The Federal Reserve Bank of New York today released Central Bank Liquidity Tools and Perspectives on Regulatory Reform, a special issue in the Bank’s Economic Policy Review series.
A consistent theme of the financial crisis that emerged in 2007 was the paralyzing effect caused by the disappearance of liquidity. In response, the Fed and other central banks expanded their traditional roles by developing and implementing new tools to address liquidity shortages in various markets. The first three papers in the special Review focus on understanding the causes and symptoms of liquidity shortages better, and the actions taken by central banks to alleviate those shortages.
The three other papers provide perspectives on how the post-crisis financial system could be designed. These studies propose measures for minimizing risk in financial markets by enhancing the availability of information, incorporating systemic risk into deposit insurance premiums, and addressing “the leverage cycle.” Overall, the studies suggest that the post-crisis financial system will not resemble the pre-crisis system, as market participants and regulators adjust to a variety of new issues.
Included research papers:
“Central Bank Tools and Liquidity Shortages”
Bank for International Settlements researchers Stephen Cecchetti and Piti Disyatat consider the implications of recent financial developments for the “lender-of-last-resort” function of central banks and whether traditional policymaking tools remain effective in the face of modern liquidity crises.
“Provision of Liquidity through the Primary Credit Facility during the Financial Crisis: A Structural Analysis”
Professors Erhan Artuç and Selva Demiralp of Koç University, Turkey, investigate whether changes to the Federal Reserve’s discount window borrowing facility represent a shift in how the nation’s central bank traditionally provided liquidity through the primary credit facility as well as whether the Fed would benefit from retaining these changes indefinitely.
“Financial Amplification Mechanisms and the Federal Reserve’s Supply of Liquidity during the Financial Crisis”

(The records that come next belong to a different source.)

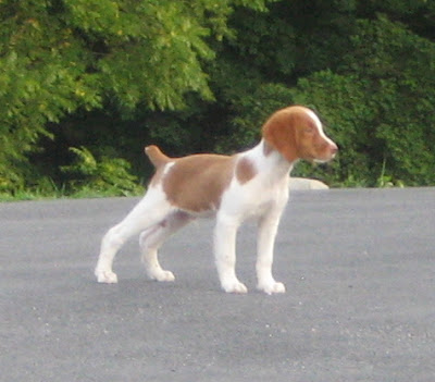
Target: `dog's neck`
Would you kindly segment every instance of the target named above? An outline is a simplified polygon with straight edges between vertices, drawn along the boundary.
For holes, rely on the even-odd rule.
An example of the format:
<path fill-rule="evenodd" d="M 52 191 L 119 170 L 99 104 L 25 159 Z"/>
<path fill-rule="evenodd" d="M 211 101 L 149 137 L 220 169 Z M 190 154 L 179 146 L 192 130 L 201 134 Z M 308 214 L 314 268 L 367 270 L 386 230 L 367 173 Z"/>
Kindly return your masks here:
<path fill-rule="evenodd" d="M 278 181 L 288 177 L 295 162 L 288 162 L 277 150 L 272 148 L 264 139 L 246 151 L 245 155 L 252 160 L 259 174 L 264 180 Z"/>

New York Fed economists Asani Sarkar and Jeffrey Shrader examine the Federal Reserve’s recent liquidity actions in the context of studies on financial amplification mechanisms, whereby an initial financial sector shock triggers substantially larger shocks elsewhere in the sector and in the broader economy.

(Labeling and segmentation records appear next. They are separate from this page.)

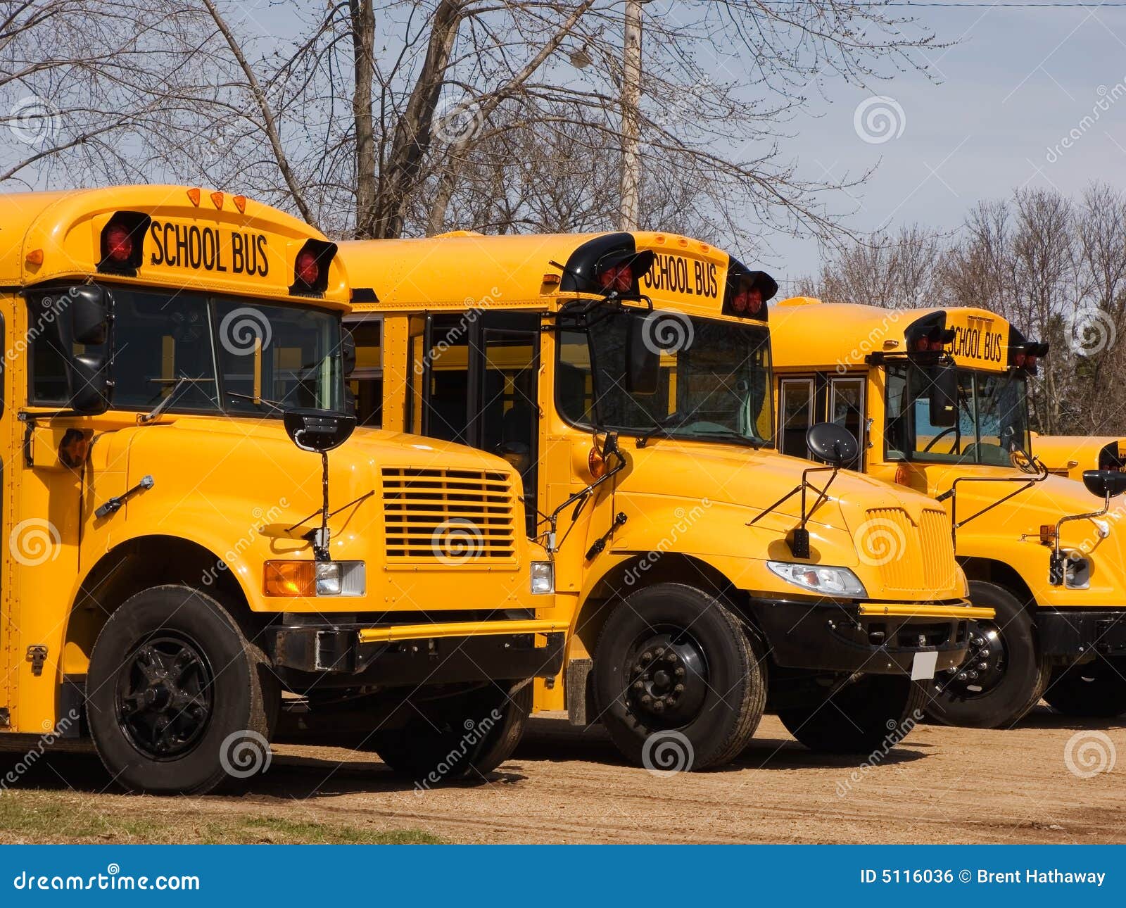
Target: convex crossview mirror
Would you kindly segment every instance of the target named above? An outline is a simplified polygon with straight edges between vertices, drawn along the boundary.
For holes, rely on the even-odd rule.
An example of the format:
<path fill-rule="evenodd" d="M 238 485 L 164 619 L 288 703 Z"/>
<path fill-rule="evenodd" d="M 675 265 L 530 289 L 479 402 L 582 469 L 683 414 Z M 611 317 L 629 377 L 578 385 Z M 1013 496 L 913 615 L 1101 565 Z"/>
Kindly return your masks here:
<path fill-rule="evenodd" d="M 110 326 L 114 300 L 109 291 L 96 284 L 70 287 L 59 311 L 59 339 L 64 353 L 66 406 L 83 416 L 97 416 L 109 409 L 113 377 L 109 362 L 113 349 Z M 100 350 L 75 348 L 98 347 Z"/>
<path fill-rule="evenodd" d="M 958 421 L 958 367 L 939 363 L 927 370 L 930 382 L 930 425 L 946 428 Z"/>
<path fill-rule="evenodd" d="M 835 422 L 810 426 L 810 430 L 805 434 L 805 444 L 814 457 L 835 468 L 854 463 L 860 453 L 860 444 L 856 440 L 856 436 Z"/>
<path fill-rule="evenodd" d="M 1084 470 L 1083 484 L 1099 498 L 1115 498 L 1126 492 L 1126 473 L 1117 470 Z"/>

“Informational Easing: Improving Credit Conditions through the Release of Information”
Economist Matthew Pritsker of the Board of Governors of the Federal Reserve System offers a theoretical view on how regulators can reduce uncertainty in the financial markets by improving the availability of information.
“Systemic Risk and Deposit Insurance Premiums”
Professor Viral Acharya of the London Business School and New York University collaborates with New York Fed economists João Santos and Tanju Yorulmazer to analyze various ways to incorporate systemic risk into deposit insurance premiums.
“Solving the Present Crisis and Managing the Leverage Cycle”
Yale University professor John Geanakoplos discusses implications of “the leverage cycle”—a phenomenon in which leverage is excessive prior to a financial crisis and unacceptably low during the crisis—for regulatory policy and reform.